El Azteca's earliest inhabitants were descendants of Spanish colonists who began settlement efforts along the lower Rio Grande in the mid-18th century. Later, immigrants from the Mexico contributed to the growth of the community and provided much of the labor for the newly arrived international railroad in 1881. By the turn of the 20th century, El Azteca was a thriving community of homes and small businesses populated almost exclusively by Mexican and Mexican-American residents.

El Azteca is significant as a diverse, multi-layered cultural landscape. The neighborhood took its name from El Azteca Theatre which opened in 1922 as the Teatro Nacional, a venue for theatrical and vaudeville performances. In the 1930s, when moving pictures supplanted live theater in popularity, it became known as El Azteca movie house and showed Spanish language films. A second theater, the Iturbide Theater, operated nearby and it was known as the “Home of Spanish Vaudeville.” The neighborhood was also the home of noted residents of Mexican origin who migrated escaping the Mexican Revolution.

==Recognition==
Designated as a National Register Historic District in 2003, El Azteca is distinctive for its setting, layout and landscape features.
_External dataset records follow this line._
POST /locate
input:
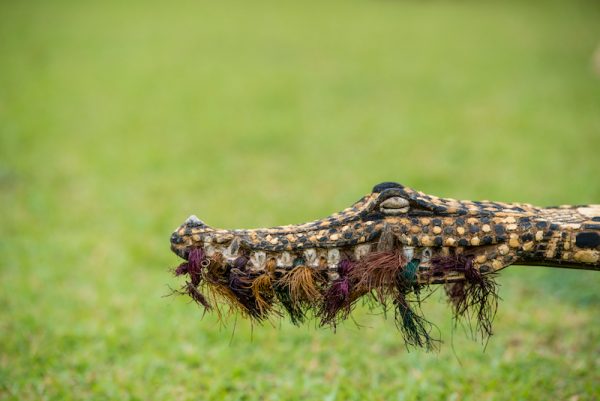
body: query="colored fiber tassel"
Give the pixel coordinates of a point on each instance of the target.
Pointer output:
(240, 283)
(337, 303)
(294, 310)
(302, 284)
(262, 289)
(415, 329)
(193, 268)
(377, 272)
(474, 298)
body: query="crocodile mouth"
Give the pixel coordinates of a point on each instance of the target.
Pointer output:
(386, 249)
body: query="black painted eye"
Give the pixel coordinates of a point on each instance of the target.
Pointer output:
(394, 206)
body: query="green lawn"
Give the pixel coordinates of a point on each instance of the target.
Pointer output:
(118, 120)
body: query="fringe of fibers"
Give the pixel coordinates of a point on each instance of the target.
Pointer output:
(475, 298)
(386, 275)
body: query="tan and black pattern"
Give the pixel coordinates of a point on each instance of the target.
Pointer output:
(426, 231)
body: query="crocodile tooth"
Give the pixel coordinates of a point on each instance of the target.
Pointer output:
(209, 249)
(231, 252)
(258, 260)
(284, 260)
(425, 255)
(310, 255)
(361, 250)
(333, 258)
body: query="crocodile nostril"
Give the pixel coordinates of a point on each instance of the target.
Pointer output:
(386, 185)
(394, 205)
(194, 221)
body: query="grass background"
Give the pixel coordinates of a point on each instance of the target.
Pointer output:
(119, 119)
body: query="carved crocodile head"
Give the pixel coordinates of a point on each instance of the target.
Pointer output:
(493, 234)
(391, 244)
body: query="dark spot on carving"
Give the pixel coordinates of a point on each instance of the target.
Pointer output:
(587, 240)
(386, 185)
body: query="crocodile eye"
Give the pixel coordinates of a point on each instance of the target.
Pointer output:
(394, 206)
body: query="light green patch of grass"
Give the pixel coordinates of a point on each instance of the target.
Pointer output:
(118, 120)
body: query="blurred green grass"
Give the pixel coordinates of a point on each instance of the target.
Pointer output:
(118, 120)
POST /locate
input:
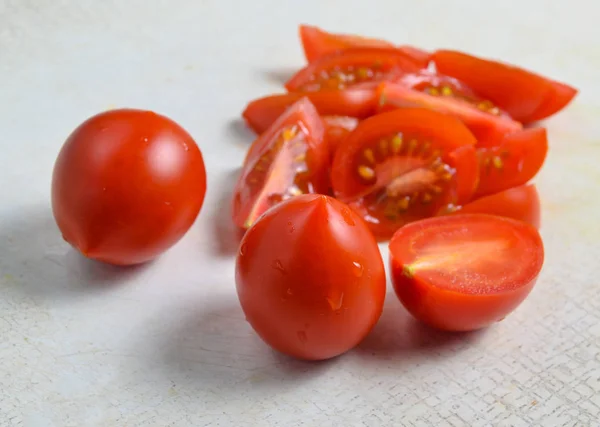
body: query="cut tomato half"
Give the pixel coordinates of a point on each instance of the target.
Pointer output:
(288, 159)
(513, 162)
(318, 43)
(464, 272)
(521, 203)
(337, 129)
(526, 96)
(352, 67)
(360, 103)
(403, 165)
(483, 119)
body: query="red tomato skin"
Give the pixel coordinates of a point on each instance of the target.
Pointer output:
(127, 185)
(520, 203)
(451, 310)
(310, 278)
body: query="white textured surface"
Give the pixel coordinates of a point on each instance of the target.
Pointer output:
(166, 344)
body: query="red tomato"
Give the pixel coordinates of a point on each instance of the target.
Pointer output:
(318, 43)
(352, 67)
(262, 112)
(396, 167)
(482, 121)
(520, 203)
(524, 95)
(464, 272)
(516, 160)
(127, 185)
(337, 128)
(310, 278)
(288, 159)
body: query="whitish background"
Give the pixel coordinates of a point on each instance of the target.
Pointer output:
(167, 345)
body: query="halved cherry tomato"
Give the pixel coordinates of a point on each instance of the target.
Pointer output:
(526, 96)
(288, 159)
(262, 112)
(484, 122)
(318, 43)
(127, 185)
(513, 162)
(464, 272)
(352, 67)
(397, 167)
(521, 203)
(310, 278)
(337, 128)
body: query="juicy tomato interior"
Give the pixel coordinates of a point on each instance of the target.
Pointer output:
(521, 203)
(261, 113)
(289, 159)
(451, 272)
(513, 162)
(395, 167)
(318, 43)
(483, 118)
(352, 67)
(526, 96)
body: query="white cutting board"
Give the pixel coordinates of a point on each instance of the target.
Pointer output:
(167, 345)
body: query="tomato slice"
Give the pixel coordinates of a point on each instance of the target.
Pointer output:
(261, 113)
(318, 43)
(521, 203)
(352, 67)
(526, 96)
(513, 162)
(396, 167)
(288, 159)
(337, 129)
(464, 272)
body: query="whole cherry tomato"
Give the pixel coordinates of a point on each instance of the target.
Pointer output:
(127, 185)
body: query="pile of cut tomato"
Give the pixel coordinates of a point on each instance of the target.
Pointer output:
(369, 142)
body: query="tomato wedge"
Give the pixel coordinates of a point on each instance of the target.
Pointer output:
(318, 43)
(526, 96)
(352, 67)
(513, 162)
(337, 129)
(288, 159)
(521, 203)
(483, 123)
(397, 167)
(464, 272)
(261, 113)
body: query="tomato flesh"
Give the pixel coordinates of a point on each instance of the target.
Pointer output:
(287, 160)
(352, 67)
(395, 167)
(360, 103)
(526, 96)
(464, 272)
(310, 278)
(513, 162)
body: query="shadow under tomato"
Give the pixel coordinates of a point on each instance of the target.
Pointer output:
(398, 334)
(215, 346)
(36, 261)
(227, 235)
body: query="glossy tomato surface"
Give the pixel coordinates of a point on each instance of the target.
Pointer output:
(464, 272)
(288, 159)
(310, 278)
(127, 185)
(521, 203)
(526, 96)
(404, 165)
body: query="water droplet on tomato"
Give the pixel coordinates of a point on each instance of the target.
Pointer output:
(302, 336)
(278, 266)
(357, 269)
(347, 216)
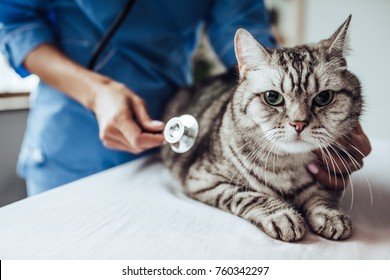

The neighborhood is situated on a high bluff overlooking the Rio Grande which not only forms its southern boundary, but designates the international boundary between the United States and Mexico. Zacate Creek, a steep-walled creek that, in earlier times, provided fresh water to its inhabitants and livestock, defines its eastern boundary. Zacate Creek was the site for one of the last battles of the Civil War, the Battle of Laredo, in 1865. The first electric streetcar line built west of the Mississippi River passed through the neighborhood and crossed Zacate Creek via the Iturbide Street Bridge. The bridge and streetcar connected both the neighborhood and city of Laredo to the newly developing commercial and residential sections of the city that began growing to the east of the creek.

Cut off from the historic center of Laredo by Interstate 35 in the late 1970s, Barrio Azteca has retained much of its historic fabric. The neighborhood maintains a sufficient concentration of historic properties, some of which are rare, even extraordinary, examples of domestic and commercial vernacular architecture found only in the borderlands region of South Texas.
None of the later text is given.